Onze eerste kennismaking met de vijandelijke infanterie was Zondagmorgen, toen vanuit de boschrand op ons gevuurd werd. De boschrand werd daarna door ons onder vuur genomen, maar de uitwerking was gering. Bij nauwkeurig onderzoek van den boschrand bleek dat de vijand zich opgesteld had in de boomen. Onze mitrailleurs werden daarna in de boomen gericht met het gevolg, dat vele vijandelijke soldaten getroffen werden. Zoo heeft dienstplichtig soldaat Hengeveld, G.H., er zes zien vallen nadat hij er op gevuurd had.
's-Morgens kwamen de Overste Hennink en Majoor Landzaat nog in onze loopgraaf met een bericht, dat we weldra steun zouden krijgen. Fransche troepen hadden Nijmegen al bezet en Engelsche troepen ter sterkte van 20.000 man lagen reeds in Amerongen.
Intusschen bleef de vijand op ons vuren. Toen werd artillerievuur aangevraagd maar werd niet gegeven, waarna de achter ons gelegen mortieren en enkele stukken 4.7 cm. geschut de boschrand beschoten. Hierop volgde recht voor ons een stilte, maar links van ons konden we merken, dat de vijand langzaam oprukte.
's-Middags werd door Majoor Jacometti een tegenaanval gedaan, waardoor we een tijdlang ons vuur moesten staken.
De uitwerking van deze tegenaanval is ons niet bekend geworden daar alle verbindingsmogelijkheden buiten werking waren.
Tegen plm. 18.00 uur werd er weer op ons gevuurd vanuit de boschrand in de boomen langs den Rijksweg. Ook achter ons werd toen reeds gevuurd, welk vuur aan de korte knallen te herkennen was als vijandelijk. Kort daarop kregen wij versterkingen van enkele groepen van I-11 R.I. en de M.C. van II-19 R.I. onder den 1e Luitenant Folmer. Deze laatste stelde een stuk op, langs de Heimersteinsche laan om het daarvoor gelegen bosch onder vuur te nemen. De Luitenant Folmer kreeg echter spoedig een schot in den rug, waardoor dit stuk weinig steun meer geboden heeft. Ook de steun van 11 R.I. was gering daar de soldaten zeer vermoeid waren.
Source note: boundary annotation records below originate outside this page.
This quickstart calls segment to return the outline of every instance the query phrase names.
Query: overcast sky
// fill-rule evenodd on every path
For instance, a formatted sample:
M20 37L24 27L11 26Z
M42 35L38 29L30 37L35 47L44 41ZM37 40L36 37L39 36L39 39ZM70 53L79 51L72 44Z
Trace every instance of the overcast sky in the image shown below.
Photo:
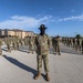
M83 35L83 0L0 0L0 29L39 33L42 23L49 35Z

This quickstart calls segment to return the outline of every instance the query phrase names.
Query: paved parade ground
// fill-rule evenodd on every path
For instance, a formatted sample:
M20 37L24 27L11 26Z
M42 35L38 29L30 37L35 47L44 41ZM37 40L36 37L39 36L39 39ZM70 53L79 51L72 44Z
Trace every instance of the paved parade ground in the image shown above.
M37 54L27 53L27 50L2 50L0 56L0 83L46 83L44 69L39 80L37 74ZM83 54L73 49L61 46L61 55L49 54L49 83L83 83Z

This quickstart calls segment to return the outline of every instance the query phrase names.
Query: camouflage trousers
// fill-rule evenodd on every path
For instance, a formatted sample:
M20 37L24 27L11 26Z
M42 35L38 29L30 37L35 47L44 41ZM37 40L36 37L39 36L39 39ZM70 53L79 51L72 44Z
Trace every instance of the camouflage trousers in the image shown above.
M48 54L45 54L45 55L38 55L37 56L38 72L41 72L42 61L44 63L44 71L45 71L45 73L48 73L49 72L49 59L48 59Z
M2 50L1 50L1 46L0 46L0 55L2 54Z

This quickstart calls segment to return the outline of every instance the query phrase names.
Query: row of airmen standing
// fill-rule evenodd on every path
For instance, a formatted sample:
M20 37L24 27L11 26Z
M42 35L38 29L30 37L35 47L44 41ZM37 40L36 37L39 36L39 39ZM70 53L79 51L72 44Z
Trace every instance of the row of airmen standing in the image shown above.
M62 38L62 43L69 48L83 53L83 39L82 38Z
M19 38L0 38L0 55L2 54L1 46L7 45L7 52L11 52L12 50L19 50L24 45L29 48L28 53L33 53L34 50L34 37L28 37L24 39Z

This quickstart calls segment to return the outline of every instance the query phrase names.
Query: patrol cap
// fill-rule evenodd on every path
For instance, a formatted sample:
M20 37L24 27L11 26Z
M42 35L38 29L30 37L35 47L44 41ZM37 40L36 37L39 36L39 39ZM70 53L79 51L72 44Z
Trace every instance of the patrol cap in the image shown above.
M56 38L60 38L60 35L58 35Z
M46 29L44 24L41 24L39 29Z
Tegen 8.00 uur 's-avonds heeft de sergeant Van 't Hof van de mortieren van 8 R.I. gezien, dat in het bosch achter hem eenige duiven werden losgelaten, die gevlogen zijn in de richting Wageningen. Spoedig hierop volgde een aanval op de 1e sectie van drie zijden, zoodat hun positie onhoudbaar werd en terugtrokken door de 2e sectie naar de commandopost.
Kort hierop raakte de Compagniescommandant, de reserve Kapitein Maas, gewond, waarna de reserve 1e Luitenant v.d. Boom het commando overnam.
Na de terugtocht van de 1e sectie heeft de rechter Groepscommandant van de 2e sectie, sergeant Jansen, de mitrailleur in het rechter gedeelte van zijn groep opgesteld met als schutter en helper de dienstplichtige soldaten Hendriks en Hengeveld. Deze hebben de hele nacht dit gedeelte bewaakt, terwijl ze zwaar onder vuur genomen werden door den vijand, die steeds dichterbij kwam en steeds heftiger van rechts en van achter op ons vuurde. 's-Maandagsmorgens begon de vijand onze stelling te beschieten met infanteriegeschut, dat opgesteld was in de boschrand. Hierdoor werd het linker mitrailleurnest getroffen. Ook werd op verschillende plaatsen de verbindingsgang met de commandopost stuk geschoten. Kort hierop ging de vijand tot een stormaanval over van drie zijden. Onze toestand werd nu zoo onhoudbaar, dat de Vaandrig v.d. Stam besloot onze stelling te verlaten en te probeeren vanuit de 3e sectie een flankaanval uit te voeren. De 3e sectie konden we echter niet bereiken omdat de vijand de Heimersteinsche laan onder mitrailleurvuur gelegd had. Daarna werd besloten stellingen te betrekken meer naar achteren. Deze waren echter alle reeds verlaten en voortdurend werd er op ons gevuurd. Daarna werd besloten terug te trekken op de stellingen van II-19 R.I. langs de spoorbaan. Dit waren de eerste eigen troepen die we ontmoetten.
Te velde, 20 Mei 1940.
(get.) D.J. Bömer
dienstplichtig sergeant 2-III-8 R.I., 2e Sectie.